Photo by the author
Several crafts enjoy a privileged place in the history and development of the Cuban nationality. Few like the barber. Dr. Emilio Roig de Leuchsenring informs on the authorization granted by the town council of Havana to Juan Gómez to exercise his practice of barber-surgeon in the already distant year of 1522.
Nearer in time is the figure of Juan Evangelista Valdés Veitía (1863-1918), barber, poet and revolutionary, in whose honor every 27th of December we celebrate the Day of the Cuban Barber and Hairdresser. His barber shop was a center of conspiracy where the revolutionaries gathered before departing to wage the war.
In an interview granted to Astrid Barnet, published in Cubarte in January 2012, writer Enrique Cirules recalls: “In the barber shop of the famous Felo Centellas I learned how Chano Pozo (…) had been shot down in New York (…) There, in that barber shop, I also listened to the first stories of the Spanish Civil War by the exiles (…) who had taken refuge in the wooded zone of Cayo Sabinal”.
Barber shops have been a place for catharsis in times of crises; a space for calmed conversation in times of plenty; a meeting point for diverse opinions in moments of political convulsion; a natural venue for all disagreements on the occasion of great sports events. Up to this day, at the barber shop Fantasía – located in San José corner to San Francisco and Espada, municipality of Centro Habana – you may discuss about almost anything while awaiting your turn. Yankov Machado, owner of one of the three seats in the barber shop, is a fan of Juventus, the Italian football team. There is evidence of it on the walls.
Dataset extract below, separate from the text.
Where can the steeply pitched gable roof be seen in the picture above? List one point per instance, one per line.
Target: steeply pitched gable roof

The place has been newly painted; lamps and ceiling fans were repaired; a wooden bank replaced the old broken down chairs. The clients of Fantasía may also watch television while the clock moves: an Atec Panda has been placed in one of the corners with the programs of the national television network. To a certain extent there is also evidence of the reappearance of toilet products such as lotions and talcum, which had disappeared from the state barber shops for numberless years.
The change occurred in June 2010. The three barbers, who were employees of the State Enterprise for Technical, Personal and Home Services, became private workers from one day to the other, with a lease contract of the premises where they had been working up to that moment.
Different measures followed. The most important of them was the extinction of an employment category that had been in force for decades: that of the administrator, a public officer – generally inefficient – with intermediate responsibility between the directives of a branch and its workers. The personnel working at Fantasía during the last two years has been solely made up by its barbers, who pay the bills and the minor repair expenses in a building that continues to belong to the State.
Another one of the first achievements was to stabilize the energy consumption after carefully checking the networks. In a few months the electricity bill was considerably reduced and the probable causes of the excessive consumption – including illegal connections – were drastically eliminated.
What was initially conceived as an experiment, in the long run became a norm with the enactment of Resolution No. 1 of 2011 by the ministries of Finances and Prices, Internal Trade and Labor and Social Security, All barber shops and hairdressers’ salons with one to three seats were to operate from then on as part of the Economic System, and the fixing of prices would be made according to the offer-demand relationship.
At Fantasía and other establishments of its kind in the Cuban capital, the cost of a haircut is now higher in general than the 10 pesos that were usually paid to the barber – although the official haircut tariff was always 80 cents – and reaches 20 or 25 pesos (let’s say 1CUC), and something similar happened with services like shaving and facial cleaning. Additional expenses for our already reduced pockets.
“We’re better off now”, says Yankov, while finishing my traditional haircut, exempt from stylist complications: machine-made and as short as possible, since there is no better remedy against the unbeatable heat in Havana.
However, it is not always as easy. With certain clients the haircut is not as simple. Yankov and the rest of his colleagues at Fantasía make true wonders with people’s hair, authentic works of art that well justify the sum that the owners of the privileged heads will have to pay.